Extension to Heterogeneous Backbones: Many merging methods presuppose identical architectures and initializations; generalizing to full heterogeneity, differing layer counts, or multimodal models remains ongoing (Yu et al., 6 Aug 2024, Zhou et al., 3 Feb 2025).
Validation Cost and Scalability: Hyperparameter or coefficient tuning introduces significant computational cost, especially for large models. More sample-efficient, data-free, or proxy-based techniques warrant further pursuit.
Continual and Test-Time Adaptivity: Extending frameworks (e.g., RESM, MMER) to support continual, in-situ, or context-aware merging (adapted during test or deployment) could further minimize retraining and response to dynamic requirements.
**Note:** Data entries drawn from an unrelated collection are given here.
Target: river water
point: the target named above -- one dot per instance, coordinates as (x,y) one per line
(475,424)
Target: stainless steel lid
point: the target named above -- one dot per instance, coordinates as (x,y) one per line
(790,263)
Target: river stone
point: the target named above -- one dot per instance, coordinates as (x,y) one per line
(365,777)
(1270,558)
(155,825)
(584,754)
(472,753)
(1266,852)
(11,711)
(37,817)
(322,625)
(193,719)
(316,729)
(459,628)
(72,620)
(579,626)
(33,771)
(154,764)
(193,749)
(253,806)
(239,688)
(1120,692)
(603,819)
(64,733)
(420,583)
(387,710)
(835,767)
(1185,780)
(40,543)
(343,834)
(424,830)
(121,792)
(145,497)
Conflict Resolution and Alignment: Hierarchical or dynamic conflict resolution to manage intra- and inter-objective interference (such as the 3H triad, domain/language balancing) is an active area of methodology innovation (Yang et al., 8 Feb 2025).
Real-World Deployment and Modularity: Applying merging in production systems, decentralized development, and on-device/mobile usage (with neuron-level compression or modular routing) remains underexplored, despite promising empirical results for memory efficiency and compositionality.
Theory and Interpretability: Foundational analysis (e.g., the loss landscape of merged models, tangent space formulations, effects of parameter geometry) and interpretability of merged parameter spaces are open theoretical fronts.

Continued research is expected to focus on adaptive, modular, and task-aware strategies for merging, the development of efficient large-scale validation and search, and the extension of model merging principles to multimodal, multi-domain, and decentralized AI architectures.